Smith stood, then bent at the waist, walking through the scrub and poking at it with his stick. He carved a meandering path to the lake, squelching in the exposed mud as he searched. I walked up, intent on helping, but he found his quarry before I had reached the muddy banks.

“I found vertebrae,” he called up over a hunched shoulder. With his usual disregard for self, Smith swooped down again onto his knees, this time into the swampy muck of the shore. Using the stick, he looped it through the spinal cord’s former home and lifted the bone for a closer look. Mud dripped in long streams, tangled with seaweed in a slimy goo. Smith ignored the mess, staring hard at his find.

“It looks like a cervical vertebrae, most likely the piece attached to the skull. It probably washed up by the wake from a boat and then was separated by animals coming down to drink from the lake. The body is most likely straight out from here, dropped off with the hope it could hide for years, only disturbed the next time we had a flood, and by then he’d probably be long gone.”

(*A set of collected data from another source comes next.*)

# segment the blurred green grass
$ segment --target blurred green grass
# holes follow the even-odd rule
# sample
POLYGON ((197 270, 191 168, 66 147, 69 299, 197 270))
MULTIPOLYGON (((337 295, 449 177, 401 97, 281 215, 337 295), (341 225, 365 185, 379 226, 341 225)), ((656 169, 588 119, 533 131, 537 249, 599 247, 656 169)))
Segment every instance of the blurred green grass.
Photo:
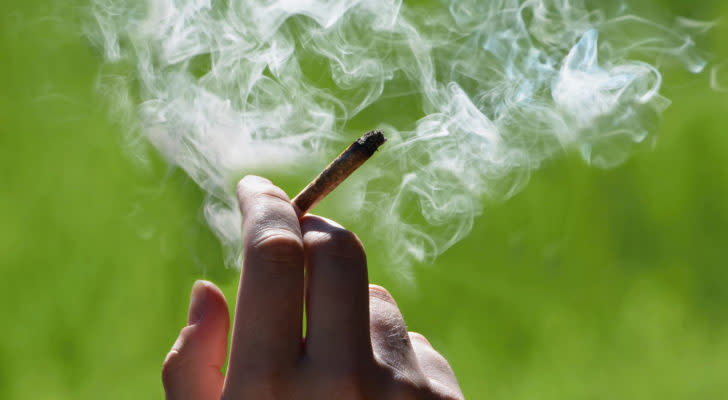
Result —
MULTIPOLYGON (((717 0, 642 3, 728 15, 717 0)), ((192 282, 235 298, 199 189, 124 152, 94 91, 84 4, 0 4, 2 399, 161 398, 192 282)), ((724 23, 706 50, 728 58, 726 38, 724 23)), ((551 163, 415 286, 369 248, 372 281, 468 398, 726 398, 728 94, 677 70, 665 93, 654 149, 608 171, 551 163)))

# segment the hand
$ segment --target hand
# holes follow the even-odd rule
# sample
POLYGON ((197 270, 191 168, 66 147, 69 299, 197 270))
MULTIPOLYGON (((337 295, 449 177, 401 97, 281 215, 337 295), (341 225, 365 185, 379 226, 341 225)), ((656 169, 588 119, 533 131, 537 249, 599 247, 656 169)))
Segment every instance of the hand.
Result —
POLYGON ((463 398, 445 358, 407 332, 384 288, 368 285, 353 233, 312 215, 299 221, 263 178, 244 178, 237 193, 244 258, 227 375, 227 303, 198 281, 162 368, 167 399, 463 398))

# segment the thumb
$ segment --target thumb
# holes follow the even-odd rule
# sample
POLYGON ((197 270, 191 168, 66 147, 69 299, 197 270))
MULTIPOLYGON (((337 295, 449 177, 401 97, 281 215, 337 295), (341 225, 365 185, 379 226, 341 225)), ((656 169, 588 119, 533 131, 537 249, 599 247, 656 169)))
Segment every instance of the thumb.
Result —
POLYGON ((187 326, 182 328, 162 366, 167 400, 217 400, 222 393, 227 337, 227 302, 212 282, 192 287, 187 326))

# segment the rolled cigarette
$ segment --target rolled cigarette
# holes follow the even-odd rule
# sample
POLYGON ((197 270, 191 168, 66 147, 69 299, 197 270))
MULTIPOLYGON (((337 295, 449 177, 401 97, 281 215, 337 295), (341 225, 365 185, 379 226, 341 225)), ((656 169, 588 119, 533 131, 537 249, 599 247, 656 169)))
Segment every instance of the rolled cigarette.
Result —
POLYGON ((293 199, 299 217, 312 209, 359 168, 387 139, 382 131, 369 131, 355 140, 293 199))

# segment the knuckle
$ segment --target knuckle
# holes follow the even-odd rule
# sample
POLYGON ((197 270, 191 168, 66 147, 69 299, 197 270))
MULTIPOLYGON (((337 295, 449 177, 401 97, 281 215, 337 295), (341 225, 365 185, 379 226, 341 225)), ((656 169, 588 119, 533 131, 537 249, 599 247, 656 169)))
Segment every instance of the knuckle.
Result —
POLYGON ((273 265, 291 265, 303 258, 303 243, 293 232, 282 228, 269 228, 261 232, 252 243, 256 258, 273 265))
POLYGON ((411 346, 409 336, 407 336, 407 327, 400 323, 380 320, 371 324, 371 331, 372 334, 376 335, 379 347, 404 354, 411 346))
POLYGON ((316 250, 328 257, 360 262, 366 260, 361 240, 351 231, 334 229, 314 244, 316 250))
POLYGON ((372 308, 369 318, 369 331, 375 352, 385 360, 406 354, 412 347, 407 334, 407 325, 394 307, 372 308))
POLYGON ((407 327, 404 325, 398 315, 379 310, 371 318, 372 333, 379 333, 392 340, 405 342, 409 344, 409 335, 407 335, 407 327))

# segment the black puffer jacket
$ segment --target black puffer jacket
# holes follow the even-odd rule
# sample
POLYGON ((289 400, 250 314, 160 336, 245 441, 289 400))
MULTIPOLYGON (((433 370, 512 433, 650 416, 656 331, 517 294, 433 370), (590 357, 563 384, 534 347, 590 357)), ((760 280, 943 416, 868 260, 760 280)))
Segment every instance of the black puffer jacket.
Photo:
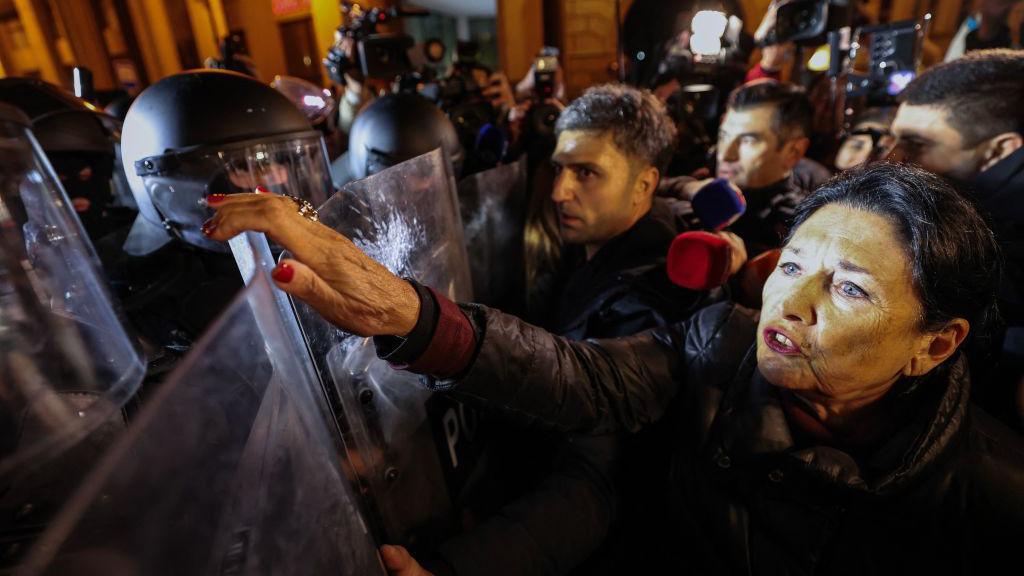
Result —
POLYGON ((676 524, 663 568, 1015 570, 1024 533, 1021 439, 969 404, 962 359, 920 379, 899 429, 870 454, 853 455, 794 439, 780 391, 757 372, 756 318, 745 309, 719 304, 672 328, 590 343, 485 308, 464 310, 477 331, 476 359, 459 381, 430 381, 436 389, 563 431, 638 430, 668 411, 677 427, 676 524))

Smith lowered the bone for the crime scene people to remove and document once they finished with the cave. My ATV buddy would be arriving on foot soon, and he would stand guard until the CSI techs arrived. When the ranger loped up, Smith was ready to leave for his next challenge. The lake had yielded all it could for the moment.

With a dirty smile and excited handclap, Smith said, “Let’s go look at that body!”